Feature Request: color-valued mask files?
Description
May be this request is way too high on Kenneth's Nerdometer, because only a
few people use color cameras or because by implementing it, motion would
get a too big footprint in RAM and CPU... or because my description is too
lengthy or boring...
Anyway, I try to decribe an even more smart "smart mask"
, which takes
more advantage of what we know from the image data.
Summary of current mask types
Motion currently has two types of mask:
- [1] a fixed (grey-valued) mask (defined by an external *.pgm file)
- [2] a smart mask (which is build up and changed dynamically in RAM, while motion is running)
From "SupportQuestion2006x05x23x081859" we know, that the internal smart mask
is binary-valued and ANDed with the fixed mask (whatever that means in the case
where a fixed mask pixel is grey? Will it count as 0 or 1?).
This way, one has a nice combination to tailor the motion detection to
one's needs by cutting out uninteresting areas by the fixed mask and prevent
motion from detecting motion in areas that are more or less "constantly"
changing like the leaves of trees or bushes in the wind. This is really great!! But...
Problem:
The disprofit or drawback is, that motion becomes completely blind in those
tree areas, which is because we haven't taken advantage of all our knowledge
about the disturbing motion.
Two examples:
(1) When we have leaves moving, these leaves are green (or red), so it would be
sufficient to reduce sensitivity in green (or red) and keeping full sensitivity
in all other colors. This way we could still detect small animals like e.g.

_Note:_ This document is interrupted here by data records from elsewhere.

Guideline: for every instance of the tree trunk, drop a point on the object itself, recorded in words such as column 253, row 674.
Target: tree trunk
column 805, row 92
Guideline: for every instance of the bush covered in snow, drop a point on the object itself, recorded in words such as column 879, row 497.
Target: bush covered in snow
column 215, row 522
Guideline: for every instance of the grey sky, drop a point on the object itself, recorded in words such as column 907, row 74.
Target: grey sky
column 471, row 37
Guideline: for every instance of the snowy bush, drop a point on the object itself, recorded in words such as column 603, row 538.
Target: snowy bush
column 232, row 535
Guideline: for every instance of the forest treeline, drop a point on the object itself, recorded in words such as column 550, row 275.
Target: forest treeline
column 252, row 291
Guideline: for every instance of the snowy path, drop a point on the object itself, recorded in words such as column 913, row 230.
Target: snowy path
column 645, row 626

birds (black, grey, bluish) or squirrels (brown) or a walking human being
moving in front of the "constantly moving" bush, since all those objects
have non-green components. (Assuming that the human is hopefully not wearing
a green army uniform
(2) When having windy conditions and cumulus clouds during the whole day, your
lawn area will change rapidly it's color between "dark green" (cloud in front
of sun), yellowish-green and may be even yellow-white or plain white (when
sunlight hits lawn unobstracted). This could partly be handled by the existing
lightswitch feature of motion, but often situations are more complex, so that
a single percentage number will not cover all your cases.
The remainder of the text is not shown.